Fehlende Satzbausteine - in Mode?

vom 05.06.2011, 18:28 Uhr

Ich habe letztens relativ kurz mit jemadem über ein Internet-Forum kommuniziert und diese Unterhaltung dann wieder schnell verlassen. Das lag allerdings weniger am Inhalt, sondern an der Art, wie derjenige schrieb. Es fehlten einfach ganz grundlegende Textbausteine, unter anderem die Artikel an Stellen, wo eigentlich welche hingehören. Da mir dies schon häufiger aufgefallen ist, vor allem bei sehr jungen Leuten (Checker-Kiddies), frage ich mich mittlerweile, ob es immer mehr in Mode kommt, sich so schlampig auszudrücken. Ein Beispiel für diese Sprechweise wäre zum Beispiel der Satz "Ich war auf dem CSD". In dem konkreten Fall entfiel das Wort "dem" allerdings komplett. Heraus kommt ein ganz schrecklicher Satz. Ganz toll wird es erst, wenn man das "ich" auch noch weglässt. Auch solche Formen von "Freestyle-Deutsch" habe ich häufiger gehört beziehungsweise gelesen. Ihr wisst vermutlich, was ich meine.

Ich frage mich, warum sich Leute so eine Sprechweise angewöhnen. So etwas lernt man doch nirgendwo. In der Schule müsste man doch eigentlich darauf hingewiesen werden, wenn man so redet und auch schreibt. Zumindest in den Deutsch-Aufsätzen müsste es massenhaft Rechtschreibfehler hageln.

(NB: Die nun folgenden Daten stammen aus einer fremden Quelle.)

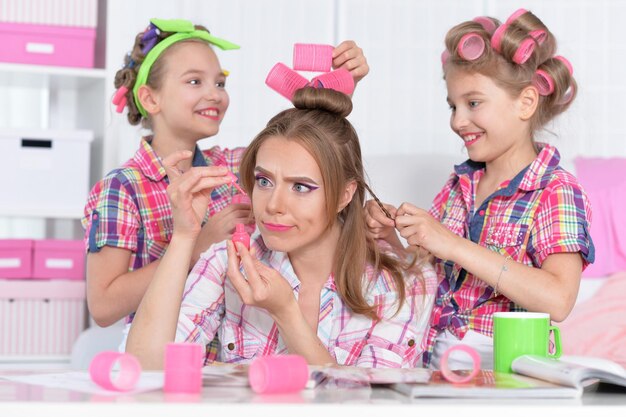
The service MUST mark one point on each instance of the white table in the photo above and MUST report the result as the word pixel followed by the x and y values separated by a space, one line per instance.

Wie kommt es dann, dass es dennoch immer wieder Leute gibt, die trotzdem so fehlerhaft schreiben und sprechen? Anmerken möchte ich noch, dass es sich um einen Deutschen handelt - wie in den meisten Fällen dieser Art. Gerade diese Leute müssten doch eigentlich gelernt haben, aus welchen Bausteinen ein Text bestehen soll und was definitiv nicht vergessen werden sollte. Wenn jemand noch nicht lange Deutsch spricht, habe ich für so etwas eher Verständnis. Allerdings habe ich kaum Verständnis für Leute, die ihre eigene Muttersprache kaum beherrschen.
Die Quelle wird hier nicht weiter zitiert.